L. David Mech (pronounced “Meech”) is a Senior Research Scientist with the Biological Resources Division, U.S. Geological Survey and an Adjunct Professor in the Department of Fisheries, Wildlife and Conservation Biology, and Department of Ecology, Evolution and Behavior at the University of Minnesota. He has studied wolves and their prey since 1958, as well as several other species of wildlife.
Although administration of his U.S. Geological Survey research is through Northern Prairie Wildlife Research Center, he is headquartered on the St. Paul Campus of the University of Minnesota in the Northern Research Station, University of Minnesota, 1992 Folwell Ave., St Paul, 55108.
Mech is also founder and vice chair of the International Wolf Center, and chaired the IUCN Wolf Specialist Group from 1978 to 2013. In 2013, the Wolf Specialist Group merged into the IUCN Canid Specialist Group, and Dave became advisor for wolves in that Group since then.

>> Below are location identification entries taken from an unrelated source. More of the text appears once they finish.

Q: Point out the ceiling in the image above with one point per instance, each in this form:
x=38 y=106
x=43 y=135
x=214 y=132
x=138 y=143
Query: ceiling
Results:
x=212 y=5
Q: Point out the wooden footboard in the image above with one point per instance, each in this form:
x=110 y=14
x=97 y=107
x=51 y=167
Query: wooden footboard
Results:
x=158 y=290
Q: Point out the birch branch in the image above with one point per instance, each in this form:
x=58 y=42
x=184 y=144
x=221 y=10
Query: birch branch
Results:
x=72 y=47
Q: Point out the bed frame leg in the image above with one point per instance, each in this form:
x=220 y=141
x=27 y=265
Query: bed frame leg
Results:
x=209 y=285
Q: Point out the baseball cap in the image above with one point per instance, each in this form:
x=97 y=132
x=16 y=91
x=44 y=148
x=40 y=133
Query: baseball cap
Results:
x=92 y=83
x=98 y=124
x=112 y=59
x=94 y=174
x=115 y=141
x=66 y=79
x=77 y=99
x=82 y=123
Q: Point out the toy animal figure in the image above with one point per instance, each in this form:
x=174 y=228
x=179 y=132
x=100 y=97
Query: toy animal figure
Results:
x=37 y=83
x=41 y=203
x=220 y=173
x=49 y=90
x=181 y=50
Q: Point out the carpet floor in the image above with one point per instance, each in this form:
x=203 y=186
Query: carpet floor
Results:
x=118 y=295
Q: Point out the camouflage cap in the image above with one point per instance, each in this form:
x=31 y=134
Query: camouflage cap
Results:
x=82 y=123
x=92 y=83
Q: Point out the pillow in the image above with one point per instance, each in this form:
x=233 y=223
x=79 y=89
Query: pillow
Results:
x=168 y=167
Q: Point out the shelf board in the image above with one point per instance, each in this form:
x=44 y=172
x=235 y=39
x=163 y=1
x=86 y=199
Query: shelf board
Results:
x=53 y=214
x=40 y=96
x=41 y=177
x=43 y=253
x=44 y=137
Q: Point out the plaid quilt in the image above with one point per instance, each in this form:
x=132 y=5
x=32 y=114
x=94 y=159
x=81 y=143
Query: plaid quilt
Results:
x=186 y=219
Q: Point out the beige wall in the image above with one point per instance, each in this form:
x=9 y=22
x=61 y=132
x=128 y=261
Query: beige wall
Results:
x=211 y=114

Mech has used radio-tracking for most of his career on wolves, deer, leopards, caribou, elk, lions, elephants, raccoons, lynxes, elk, hares, etc. For basic info, see Handbook of Animal Radio-tracking, and for info about satellite and GPS collars, see “A critique of wildlife radio-tracking and its use in national parks: a report to the National Park Service”. For wildlife research techniques before radio-tracking, see wildlife research in the old days.